El Dorado Springs, Mo. -- Mountain lions occasionally wander into Missouri from other states, but there is no proof of a self-sustaining, reproducing population, a wildlife expert said Thursday (Sept. 16) at a public forum.
The 10 cases confirmed since 1994 by the Missouri Department of Conservation's (MDC) Mountain Lion Response Team are too few to indicate that the big cats have re-established a permanent presence in the state, said Rex Martensen, Private Lands Program supervisor for the MDC.
“We have not been able to document a reproducing population,” Martensen told about 60 people attending the presentation at the Opera House Theatre in El Dorado Springs.
There have been no mountain lions confirmed in the El Dorado Springs area or surrounding counties by the MDC. The closest cases are a wild mountain lion killed in Kansas City, north of the Missouri River, in 2002, and a video taken in Christian County in 1997 where the animal’s behavior indicated it had probably been held in captivity.

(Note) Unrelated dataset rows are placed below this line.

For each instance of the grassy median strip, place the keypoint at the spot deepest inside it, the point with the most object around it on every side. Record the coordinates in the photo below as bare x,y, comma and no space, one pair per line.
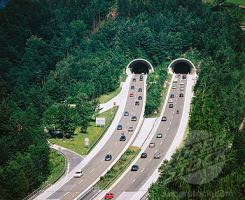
119,167
76,142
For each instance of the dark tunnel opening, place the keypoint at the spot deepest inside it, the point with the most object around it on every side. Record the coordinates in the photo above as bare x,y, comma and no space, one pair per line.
182,68
139,68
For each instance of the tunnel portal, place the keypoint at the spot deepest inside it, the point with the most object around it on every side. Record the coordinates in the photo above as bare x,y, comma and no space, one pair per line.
181,66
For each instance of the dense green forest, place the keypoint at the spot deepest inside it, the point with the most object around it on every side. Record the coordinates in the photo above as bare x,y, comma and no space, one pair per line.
72,51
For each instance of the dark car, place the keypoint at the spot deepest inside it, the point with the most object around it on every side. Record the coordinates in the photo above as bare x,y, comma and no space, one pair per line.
143,155
126,113
109,195
164,118
108,157
134,118
135,168
119,127
123,138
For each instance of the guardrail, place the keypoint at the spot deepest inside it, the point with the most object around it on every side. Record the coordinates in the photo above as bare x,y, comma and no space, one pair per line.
114,112
36,192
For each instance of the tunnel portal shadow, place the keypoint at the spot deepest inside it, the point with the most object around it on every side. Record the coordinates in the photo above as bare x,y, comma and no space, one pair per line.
182,68
140,68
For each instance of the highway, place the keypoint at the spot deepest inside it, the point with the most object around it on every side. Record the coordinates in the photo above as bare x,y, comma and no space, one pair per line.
98,165
133,180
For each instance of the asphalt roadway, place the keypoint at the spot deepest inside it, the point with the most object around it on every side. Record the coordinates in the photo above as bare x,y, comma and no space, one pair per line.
134,180
113,146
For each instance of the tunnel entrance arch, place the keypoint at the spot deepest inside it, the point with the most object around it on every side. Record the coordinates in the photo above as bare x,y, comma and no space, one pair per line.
181,66
139,66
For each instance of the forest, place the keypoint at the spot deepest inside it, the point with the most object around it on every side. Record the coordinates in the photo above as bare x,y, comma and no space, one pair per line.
62,52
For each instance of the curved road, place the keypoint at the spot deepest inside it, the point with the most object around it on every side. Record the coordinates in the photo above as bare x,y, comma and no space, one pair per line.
113,146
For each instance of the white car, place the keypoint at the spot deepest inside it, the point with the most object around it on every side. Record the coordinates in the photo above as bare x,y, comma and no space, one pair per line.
78,174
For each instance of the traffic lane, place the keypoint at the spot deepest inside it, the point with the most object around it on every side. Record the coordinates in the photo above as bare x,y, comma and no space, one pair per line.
137,182
95,173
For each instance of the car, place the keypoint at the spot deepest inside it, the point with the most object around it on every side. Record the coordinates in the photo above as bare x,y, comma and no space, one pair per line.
119,127
130,128
157,155
152,145
109,195
123,138
164,119
134,118
143,155
78,174
108,157
159,135
135,168
126,113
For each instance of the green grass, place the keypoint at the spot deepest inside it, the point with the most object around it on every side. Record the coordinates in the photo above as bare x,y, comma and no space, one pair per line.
238,2
107,97
76,141
104,180
58,163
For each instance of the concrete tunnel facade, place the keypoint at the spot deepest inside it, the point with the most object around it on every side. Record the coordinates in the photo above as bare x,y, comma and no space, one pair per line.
181,66
138,66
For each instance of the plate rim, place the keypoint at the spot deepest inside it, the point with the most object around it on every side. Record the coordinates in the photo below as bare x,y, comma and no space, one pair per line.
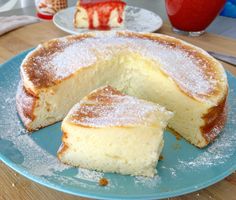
74,32
22,171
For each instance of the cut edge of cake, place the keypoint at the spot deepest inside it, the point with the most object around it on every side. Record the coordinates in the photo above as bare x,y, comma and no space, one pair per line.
112,132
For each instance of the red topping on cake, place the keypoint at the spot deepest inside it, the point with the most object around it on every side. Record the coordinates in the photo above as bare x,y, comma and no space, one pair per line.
104,9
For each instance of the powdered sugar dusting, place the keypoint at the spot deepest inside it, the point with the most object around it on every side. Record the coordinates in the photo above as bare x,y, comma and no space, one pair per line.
34,159
111,109
222,149
148,182
182,67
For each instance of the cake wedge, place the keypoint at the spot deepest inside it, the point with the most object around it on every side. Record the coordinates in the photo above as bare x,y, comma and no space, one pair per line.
112,132
99,14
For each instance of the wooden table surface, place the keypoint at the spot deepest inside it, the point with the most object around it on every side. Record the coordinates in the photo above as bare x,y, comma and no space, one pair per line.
14,186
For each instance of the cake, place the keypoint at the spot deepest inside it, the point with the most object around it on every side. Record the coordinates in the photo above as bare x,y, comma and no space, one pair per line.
112,132
99,14
179,76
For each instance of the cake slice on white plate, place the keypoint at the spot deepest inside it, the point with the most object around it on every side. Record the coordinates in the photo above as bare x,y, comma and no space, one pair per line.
112,132
99,14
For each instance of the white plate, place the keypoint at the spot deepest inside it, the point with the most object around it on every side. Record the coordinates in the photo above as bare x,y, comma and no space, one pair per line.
137,19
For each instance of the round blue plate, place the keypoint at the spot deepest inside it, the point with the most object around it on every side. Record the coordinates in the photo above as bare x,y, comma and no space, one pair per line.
184,169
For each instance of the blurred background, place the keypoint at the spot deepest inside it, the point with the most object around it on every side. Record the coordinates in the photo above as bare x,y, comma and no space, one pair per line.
224,25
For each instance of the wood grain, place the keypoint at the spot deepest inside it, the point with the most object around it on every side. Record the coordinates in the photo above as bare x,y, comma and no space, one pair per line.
14,186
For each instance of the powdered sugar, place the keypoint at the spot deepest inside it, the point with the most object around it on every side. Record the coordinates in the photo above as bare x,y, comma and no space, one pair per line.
109,109
184,68
148,182
222,149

Mountain lions are also commonly called cougars, panthers and pumas. They were present in Missouri before pioneer settlement. But the last historical confirmed wild mountain lion was killed in southeast Missouri in 1927. The state’s forests and deer populations were at a low ebb then, too.
The big cats survived in the West where hunting traditions for them continue. But wildlife protections have allowed populations in some western states to grow despite hunting, Martensen said. Meanwhile, Missouri’s wild lands have rebounded thanks to conservation. Deer and wild turkey, prime food for mountain lions, have returned.

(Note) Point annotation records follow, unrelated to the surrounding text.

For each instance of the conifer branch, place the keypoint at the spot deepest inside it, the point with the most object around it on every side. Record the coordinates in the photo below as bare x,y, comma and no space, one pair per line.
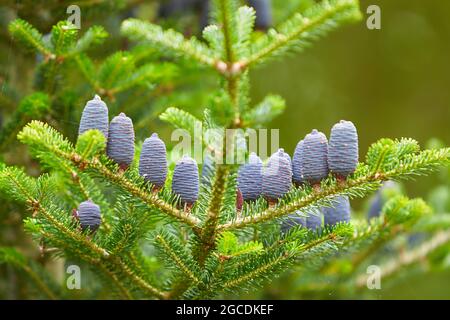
209,229
415,164
408,258
169,250
169,40
14,258
300,30
44,139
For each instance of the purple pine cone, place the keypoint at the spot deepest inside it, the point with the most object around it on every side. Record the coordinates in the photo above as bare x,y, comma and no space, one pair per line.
297,175
343,148
94,116
277,176
314,158
263,9
376,205
153,161
121,140
339,212
250,178
185,181
89,215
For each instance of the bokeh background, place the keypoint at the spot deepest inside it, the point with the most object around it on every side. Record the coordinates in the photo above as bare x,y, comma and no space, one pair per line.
392,82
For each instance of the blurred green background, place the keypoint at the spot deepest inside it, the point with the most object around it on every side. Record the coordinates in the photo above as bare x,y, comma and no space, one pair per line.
392,82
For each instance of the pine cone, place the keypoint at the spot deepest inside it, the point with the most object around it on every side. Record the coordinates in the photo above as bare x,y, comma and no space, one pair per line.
185,181
94,116
250,178
277,176
121,140
263,9
339,212
297,175
153,161
314,158
343,148
208,169
89,215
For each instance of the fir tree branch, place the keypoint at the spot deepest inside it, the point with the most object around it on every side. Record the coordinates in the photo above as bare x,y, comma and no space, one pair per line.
179,261
209,230
413,165
169,40
45,139
29,36
408,258
13,257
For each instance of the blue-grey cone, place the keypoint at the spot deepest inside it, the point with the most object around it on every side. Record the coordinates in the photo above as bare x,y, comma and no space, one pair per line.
297,175
94,116
250,178
263,9
207,169
89,215
121,140
185,181
153,161
314,158
376,205
343,148
277,176
338,212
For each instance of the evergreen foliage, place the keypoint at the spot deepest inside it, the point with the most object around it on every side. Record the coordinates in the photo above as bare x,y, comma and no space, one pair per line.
151,246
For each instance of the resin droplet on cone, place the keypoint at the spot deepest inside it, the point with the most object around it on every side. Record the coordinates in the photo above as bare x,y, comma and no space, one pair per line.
185,181
89,215
250,178
153,161
277,176
314,158
120,146
343,148
94,116
339,212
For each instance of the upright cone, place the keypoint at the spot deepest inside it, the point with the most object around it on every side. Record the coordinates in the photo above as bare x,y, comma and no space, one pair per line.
185,181
277,176
339,212
94,116
153,161
89,215
343,148
250,178
314,158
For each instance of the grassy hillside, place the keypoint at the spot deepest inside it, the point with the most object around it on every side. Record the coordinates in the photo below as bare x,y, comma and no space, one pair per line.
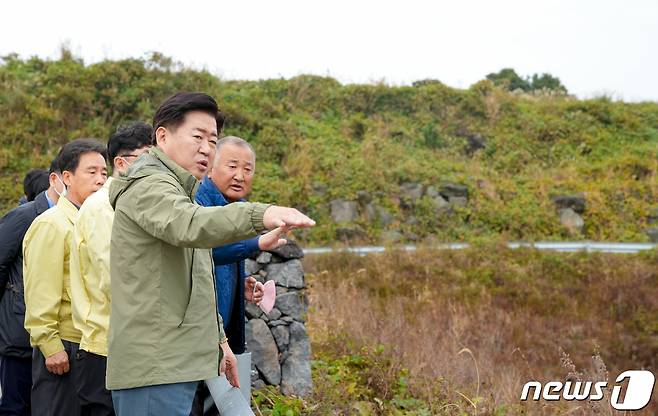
460,332
318,141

Most mountain lions confirmed in Missouri in modern times, such as two killed on highways, are young males dispersing from western states and looking for new territory to the east, Martensen said.
The Black Hills of South Dakota has a mountain lion population and biologists there have put radio collars on some to track movement, he said. Two of those collared mountain lions moved toward Missouri, as one was later killed in Oklahoma and another in central Nebraska.

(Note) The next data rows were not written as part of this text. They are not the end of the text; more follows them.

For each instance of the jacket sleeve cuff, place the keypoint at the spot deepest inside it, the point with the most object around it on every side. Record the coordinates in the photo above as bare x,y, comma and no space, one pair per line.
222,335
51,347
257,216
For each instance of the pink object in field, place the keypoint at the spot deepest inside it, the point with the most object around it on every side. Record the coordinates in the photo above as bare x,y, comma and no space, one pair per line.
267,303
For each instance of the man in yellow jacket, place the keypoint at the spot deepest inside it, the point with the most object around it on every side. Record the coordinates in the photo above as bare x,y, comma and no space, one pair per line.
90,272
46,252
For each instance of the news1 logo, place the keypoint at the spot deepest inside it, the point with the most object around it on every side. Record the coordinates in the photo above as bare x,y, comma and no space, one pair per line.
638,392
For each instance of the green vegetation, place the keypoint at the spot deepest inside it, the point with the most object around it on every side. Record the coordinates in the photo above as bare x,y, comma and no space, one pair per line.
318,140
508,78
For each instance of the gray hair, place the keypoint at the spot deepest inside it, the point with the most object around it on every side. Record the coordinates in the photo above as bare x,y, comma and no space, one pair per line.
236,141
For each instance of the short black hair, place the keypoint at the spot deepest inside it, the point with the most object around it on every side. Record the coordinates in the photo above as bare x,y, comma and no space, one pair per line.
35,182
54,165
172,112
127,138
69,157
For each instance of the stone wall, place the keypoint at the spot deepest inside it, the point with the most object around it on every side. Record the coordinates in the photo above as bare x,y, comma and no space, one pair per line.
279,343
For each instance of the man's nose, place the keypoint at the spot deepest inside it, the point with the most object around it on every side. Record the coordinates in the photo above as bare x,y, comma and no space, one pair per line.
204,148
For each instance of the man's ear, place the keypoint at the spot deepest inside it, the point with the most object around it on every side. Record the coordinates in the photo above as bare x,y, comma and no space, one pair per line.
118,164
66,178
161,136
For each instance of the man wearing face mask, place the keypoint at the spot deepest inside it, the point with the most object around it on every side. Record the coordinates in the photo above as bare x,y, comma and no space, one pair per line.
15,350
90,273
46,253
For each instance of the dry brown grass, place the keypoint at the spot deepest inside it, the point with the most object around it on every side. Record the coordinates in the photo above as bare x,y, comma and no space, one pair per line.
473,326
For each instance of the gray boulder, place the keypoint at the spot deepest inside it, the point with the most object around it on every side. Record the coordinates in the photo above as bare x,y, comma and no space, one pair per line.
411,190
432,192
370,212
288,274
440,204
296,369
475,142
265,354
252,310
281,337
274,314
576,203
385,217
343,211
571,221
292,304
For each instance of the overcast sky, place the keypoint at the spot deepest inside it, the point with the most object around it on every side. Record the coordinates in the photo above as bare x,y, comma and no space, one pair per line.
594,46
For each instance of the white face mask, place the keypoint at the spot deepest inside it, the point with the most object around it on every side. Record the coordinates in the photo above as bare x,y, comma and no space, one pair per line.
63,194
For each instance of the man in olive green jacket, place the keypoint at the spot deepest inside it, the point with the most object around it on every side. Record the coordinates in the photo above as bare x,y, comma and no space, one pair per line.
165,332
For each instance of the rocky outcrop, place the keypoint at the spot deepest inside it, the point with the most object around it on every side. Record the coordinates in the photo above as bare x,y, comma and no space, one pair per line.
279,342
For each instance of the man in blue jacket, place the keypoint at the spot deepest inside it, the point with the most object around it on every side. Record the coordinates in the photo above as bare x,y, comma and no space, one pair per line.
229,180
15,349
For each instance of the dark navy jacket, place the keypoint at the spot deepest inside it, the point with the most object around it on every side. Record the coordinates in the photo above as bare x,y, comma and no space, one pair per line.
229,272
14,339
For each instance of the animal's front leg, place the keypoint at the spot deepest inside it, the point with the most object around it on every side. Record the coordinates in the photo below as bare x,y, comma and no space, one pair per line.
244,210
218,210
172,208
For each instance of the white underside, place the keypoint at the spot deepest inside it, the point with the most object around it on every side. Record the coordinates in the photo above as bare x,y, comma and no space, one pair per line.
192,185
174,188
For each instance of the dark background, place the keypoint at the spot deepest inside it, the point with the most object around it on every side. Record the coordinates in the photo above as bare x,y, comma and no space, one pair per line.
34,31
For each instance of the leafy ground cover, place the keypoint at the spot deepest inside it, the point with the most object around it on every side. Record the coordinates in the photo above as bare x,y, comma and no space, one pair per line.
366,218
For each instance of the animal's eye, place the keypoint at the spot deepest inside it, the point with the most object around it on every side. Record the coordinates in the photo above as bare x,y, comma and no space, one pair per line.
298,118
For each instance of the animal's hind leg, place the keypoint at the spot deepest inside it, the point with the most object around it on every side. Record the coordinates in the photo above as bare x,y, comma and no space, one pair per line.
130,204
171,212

The MDC has no programs or intention to release or restock mountain lions into the state, Martensen said. Nor has the department ever put tracking collars on any mountain lions.
But the department is interested in confirming mountain lions that wander into the state, he said. Anyone with physical evidence such as photos, tracks or scat can contact the Mountain Lion Response Team at email@example.com. Digital photographs are a good way to check evidence quickly.
Mountain lions are a protected wildlife species in Missouri and cannot be killed at will. However, regulations do allow mountain lions to be killed to protect people, pets, livestock and property. Any mountain lions killed should be reported immediately to Conservation Department offices.
More than 90 percent of reported mountain lion sightings or photographs turn out to be bobcats, house cats, dogs or doctored photographs circulating on the Internet, Martensen said. Bobcats are common in Missouri and often mistaken for mountain lions.
One myth is the existence of “black panthers.” That color pattern or separate species does not exist, he said. However people who keep exotic wildlife sometimes turn loose a black color phase of leopard or jaguar, Martensen said. Authorities have confirmed a few such cases.
One audience member asked about a calf that was killed. Martensen said he could not be sure of that case since he did not investigate it. But he said there have been no documented cases of livestock damage by mountain lions in Missouri. Most cattle damage comes from free-roaming dogs or coyotes, he said. Mountain lions are finicky cats with consistent habits in how they hunt and feed, and they leave signs in their territories such as scrapes.
An audience member asked about hearing animal “screams” in the woods, and she wondered if it could be a mountain lion. Martensen said mountain lions do very little vocalizing except in the presence of other cougars in their territory. Foxes, owls and other animals often make screaming noises that can be frightening.